Stress corrosion cracking (SCC) can occur in materials from the combined influence of tensile stress and a corrosive environment. It has previously been shown in the literature, that copper can be sensitive to SCC in the presence of sulfide containing water. Since both tensile stresses are present as well as a material were SCC can occur, SCC could potentially be a problem for the copper canisters intended to be used for final storage of spent nuclear fuel. Testing materials susceptibility of SCC can be performed by accelerating the tensile stresses, the environment or both. A testing method frequently used within the nuclear industry for screening tests concerningS CC is Slow Strain Rate Testing (SSRT). In that test a material is slowly deformed plastically in an environment where presence of SCC can be spotted by decreased mechanical performance or cracks at the surface of the specimen. Other testing methods are also available for evaluating SCC susceptibility like constant strain or constant load testing. I this study only the first testing method, SSRT, has been employed to study SCC susceptibility of oxygen free copper sulfide containing deoxygenated water.

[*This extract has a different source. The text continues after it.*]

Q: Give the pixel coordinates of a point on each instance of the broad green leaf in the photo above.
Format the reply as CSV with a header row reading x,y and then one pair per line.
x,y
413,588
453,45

In the present SSRT experiments the objective were to identify if thresholds in regards to tensile stress and sulfide concentration under which SCC does not occur in the designed experiment could be identified. This implicate that SSRT experiments was conducted to a certain level of strain where after presence of cracking on the specimen surface were evaluated.
Based on the results in this study, SCC in oxygen free copper material intended for final storage of spent nuclear fuel have been observed in chloride containing water at a sulfide concentration of ~1·10−3 M and at a true stress threshold value of approximately 160 MPa. At lower sulfide concentration (~1·10−4 M), no SCC was observed on specimens. To some degree these results are consistent with other results found in the literature, even if the found sulfide threshold concentration is lower in this work. The sulfide content which resulted in SCC in the present study can be compared to sulfide contents between 10−8 M to 10−4 M found in groundwater of the Forsmark area. The results in this study indicates consequently that SCC of canister would not occur in the planned repository. However, based on the results in this study SSM finds that considerably more research is needed before SCC of oxygen free copper can be excluded in sulfide containing repository environments.